Newman’s writings reveal his delight in the lives of the saints. Through them, he understood, we bring alive in our own person the truth of Christianity. Now Newman himself – though he once stated he had “no tendency to be a saint” – is to be canonised
In an essay on St Chrysostom published in 1859, John Henry Newman declared that he delighted in “dwelling on the characters and actions of the Saints of the first ages” as they have “left behind them just that kind of literature which more than any other represents the abundance of the heart”, their “correspondence”; they mixed “up their own persons, natural and supernatural, with the didactive or polemical works that engaged them”.

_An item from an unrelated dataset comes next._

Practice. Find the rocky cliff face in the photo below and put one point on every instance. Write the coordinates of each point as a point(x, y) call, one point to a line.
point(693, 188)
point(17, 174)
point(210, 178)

The Fathers “left behind them” a literature manifesting their “vigorous individuality”, works revealing “the presence of one active principle of thought, one individual character, flowing on and into the various matters” discussed. Newman sought always to register the “presence” of the “individual” character – declaring a “preference of the Personal to the Abstract” – and much of his originality as a thinker arose from his inclination to recognise and to vindicate the “Personal” in the life of the mind.
His Essay in Aid of a Grammar of Assent is an attempt to show how there is something irreducibly personal in any effort to discover the truth: the discovery of the truth involves not merely the tracing of “verbal” arguments, but an initiation into a discipline of perceiving and thinking by which the capacity to judge about certain aspects of reality is acquired, a capacity that is a “personal endowment”.